Spectroscopic study of laser-produced plasmas in hydrogen

Abstract

A 300-mJ, 7-ns, 1064-nm pulse from a Q-switched neodymium-doped yttrium aluminum garnet laser was tightly focused into ${\mathrm{H}}_2$ at pressures of the order of 1 atm or less. Charge-coupled-device images, time-resolved schlieren, and time-resolved spectra from the vacuum ultraviolet through the visible distinguish the prompt centrally localized emission during the initial breakdown from the subsequent blast wave and shock dissociation of the gas. Schlieren images show that the shock wave expands from the center with a velocity in excess of 13 km/s, and then slows to close to sound wave speed within 1.5 μs. Inside the shock front, starting with an initial electron density greater than 4×${10}^{18}$ ${\mathrm{cm}}^{\mathrm{-}3}$ and a temperature of ${10}^5$ K, the emitting atomic gas cools and leaves a low-density core surrounded by a cylindrical shell of slowly expanding excited H about 1.5 mm from the focal axis after 8 μs.
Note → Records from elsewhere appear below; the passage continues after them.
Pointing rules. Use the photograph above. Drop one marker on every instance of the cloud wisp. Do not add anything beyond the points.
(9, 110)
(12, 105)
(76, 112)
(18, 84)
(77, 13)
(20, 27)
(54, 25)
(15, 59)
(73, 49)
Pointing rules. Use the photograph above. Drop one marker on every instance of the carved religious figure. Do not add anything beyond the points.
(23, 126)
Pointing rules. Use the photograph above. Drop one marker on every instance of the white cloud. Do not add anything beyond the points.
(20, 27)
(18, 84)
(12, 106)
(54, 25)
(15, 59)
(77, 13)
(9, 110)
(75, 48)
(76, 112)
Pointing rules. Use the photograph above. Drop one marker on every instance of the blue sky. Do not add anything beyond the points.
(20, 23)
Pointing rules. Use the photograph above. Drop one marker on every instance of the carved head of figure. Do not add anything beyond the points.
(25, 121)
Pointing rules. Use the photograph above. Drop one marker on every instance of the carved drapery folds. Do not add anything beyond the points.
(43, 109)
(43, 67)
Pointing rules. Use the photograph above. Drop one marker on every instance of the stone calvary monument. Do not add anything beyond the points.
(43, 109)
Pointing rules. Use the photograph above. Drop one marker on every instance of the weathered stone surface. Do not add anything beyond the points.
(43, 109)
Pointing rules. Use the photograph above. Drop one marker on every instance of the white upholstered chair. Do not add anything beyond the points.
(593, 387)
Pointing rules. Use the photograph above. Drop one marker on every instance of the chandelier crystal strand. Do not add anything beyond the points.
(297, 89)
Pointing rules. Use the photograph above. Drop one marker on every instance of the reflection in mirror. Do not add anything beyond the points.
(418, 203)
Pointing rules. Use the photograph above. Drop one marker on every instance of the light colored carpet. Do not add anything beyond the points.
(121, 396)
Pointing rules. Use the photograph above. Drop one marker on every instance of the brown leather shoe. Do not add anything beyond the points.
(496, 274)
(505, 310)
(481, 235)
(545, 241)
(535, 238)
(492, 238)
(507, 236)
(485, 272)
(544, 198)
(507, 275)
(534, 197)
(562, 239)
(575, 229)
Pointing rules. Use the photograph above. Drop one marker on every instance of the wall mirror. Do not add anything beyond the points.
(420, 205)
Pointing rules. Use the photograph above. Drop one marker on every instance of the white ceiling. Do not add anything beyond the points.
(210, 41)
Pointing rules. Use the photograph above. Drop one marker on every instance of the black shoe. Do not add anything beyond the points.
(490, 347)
The regions responsible for visible and vacuum ultraviolet emission are in local thermodynamic equilibrium. The density, temperature, and flow agree quantitatively with the predictions of Saha ionization and excitation equilibrium in a cylindrical blast wave with counterpressure. These models characterize the postplasma gas close to the region of breakdown and permit the source to be used for quantitative spectroscopic studies of atomic and molecular processes.